Even if streaming services offer minimal direct financial returns to musicians, he says that they serve as a platform which can be used to open other ways of generating revenues, and that the business as it stands is now more like other industries, and that individual acts are like start-ups who need to work to "find capital, and to find fans."

When the final history of the demise of the 'traditional' per-download music business model is written the release of Radiohead's In Rainbows as a 'pay what you want' (including the option to pay nothing) download in 2007 will be seen as a defining moment.

Mr Message says that the decision to release the album online was less of a protest against the old model of music distribution, and more of an attempt by those involved to try to make the release of the record "exciting and inspiring."

"It was the right thing - at the right time," he concludes looking back.

In Rainbows is the only Radiohead album which is not available on streaming services like Spotify and Deezer.

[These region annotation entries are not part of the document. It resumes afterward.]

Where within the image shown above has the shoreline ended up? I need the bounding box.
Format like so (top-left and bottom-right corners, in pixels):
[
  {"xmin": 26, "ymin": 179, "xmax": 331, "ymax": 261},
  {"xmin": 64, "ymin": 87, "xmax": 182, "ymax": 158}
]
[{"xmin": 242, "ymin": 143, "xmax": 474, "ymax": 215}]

He was joined on the panel by DJ Steve Angello, who runs Size Records - he is also positive about the impact that new technologies like streaming have had on the industry, but he warns that it is harder than ever to keep the attention of young listeners.

"People’s attention spans are so short - you just have to drag them into your world,” he said, commenting on the volume of digital information that young people consume on a daily basis.

Traditionally the launch of an album would have had a one month promotional cycle, for him launching his latest project has involved a nine month distribution plan, involving a drip-feeding of new material, and the creation of digital experiences for fans - these have included experimentation with augmented reality, and the release of mini-documentaries.